Specifically, uv installs torch etc properly from the cu130 URL but then when the specific vLLM wheel is installed, it now overwrites torch with a non-CUDA variant. In the uv changelog for this step, I see:
- torch==2.9.1+cu130
+ torch==2.9.0
- torchaudio==2.9.1
+ torchaudio==2.9.0
- torchvision==0.24.1
+ torchvision==0.24.0
which… it’s odd that it downgraded like this. Maybe that wheel is hard pinned? Regardless, this is the root of the error which now occurs if the exact script is followed:
ImportError: libtorch_cuda.so: cannot open shared object file: No such file or directory
I ultimately resolved this by uv pip uninstall against vllm, torch, torchvision, torchaudio and then installed vllm again but with the modified command below, adding PyTorch’s CUDA 13 index as an –extra-index-url flag. I don’t love shoehorning in Torch’s repo but have done this to solve similar issues before.
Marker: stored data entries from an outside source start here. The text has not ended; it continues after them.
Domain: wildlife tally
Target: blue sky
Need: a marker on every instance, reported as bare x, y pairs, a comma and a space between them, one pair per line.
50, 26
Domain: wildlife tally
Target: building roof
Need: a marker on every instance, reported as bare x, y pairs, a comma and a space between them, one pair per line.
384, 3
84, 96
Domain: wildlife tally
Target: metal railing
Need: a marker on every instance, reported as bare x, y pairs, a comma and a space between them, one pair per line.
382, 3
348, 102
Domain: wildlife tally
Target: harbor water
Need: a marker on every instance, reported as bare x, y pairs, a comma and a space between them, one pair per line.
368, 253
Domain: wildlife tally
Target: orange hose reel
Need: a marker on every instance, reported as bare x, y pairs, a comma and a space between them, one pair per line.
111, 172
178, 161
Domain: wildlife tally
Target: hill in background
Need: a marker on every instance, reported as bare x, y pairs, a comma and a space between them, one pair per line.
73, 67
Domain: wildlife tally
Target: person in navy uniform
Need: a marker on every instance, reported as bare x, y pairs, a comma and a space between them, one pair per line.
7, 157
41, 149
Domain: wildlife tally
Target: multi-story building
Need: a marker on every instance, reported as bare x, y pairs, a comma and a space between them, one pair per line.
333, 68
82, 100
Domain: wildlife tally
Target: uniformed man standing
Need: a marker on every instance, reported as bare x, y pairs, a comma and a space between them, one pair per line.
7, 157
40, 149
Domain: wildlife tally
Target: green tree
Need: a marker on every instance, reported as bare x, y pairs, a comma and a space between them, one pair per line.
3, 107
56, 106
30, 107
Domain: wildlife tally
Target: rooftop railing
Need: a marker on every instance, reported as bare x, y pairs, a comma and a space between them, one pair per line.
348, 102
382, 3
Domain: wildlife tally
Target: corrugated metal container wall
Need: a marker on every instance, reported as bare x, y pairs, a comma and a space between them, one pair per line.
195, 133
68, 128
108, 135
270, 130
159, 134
It may be more reliable moving forward…@johnny_nv could consider tweaking step 4 command to be as follows (it might also replace step 3 as a single shot, though untested):
uv pip install https://github.com/vllm-project/vllm/releases/download/v0.13.0/vllm-0.13.0+cu130-cp38-abi3-manylinux_2_35_aarch64.whl --extra-index-url https://download.pytorch.org/whl/cu130
This brought torch+cu130 back in and I am now able to run vLLM without errors.
Hi, sorry, I accidentally deleted the previous message. Anyway, for convenience, I built and pushed the image generated by @eugr’s magnificent work to DockerHub. The tag is:
isnob46/dgx-vllm-cu13:014
updated to the vllm 0.14.0 release that came out yesterday.
I also have a question: has anyone managed to quantize correctly using Nvidia’s modeloptimizer and then run it on vlm?
Helpful information, thanks for sharing. It can help us avoid mistakes while setting up vLLM.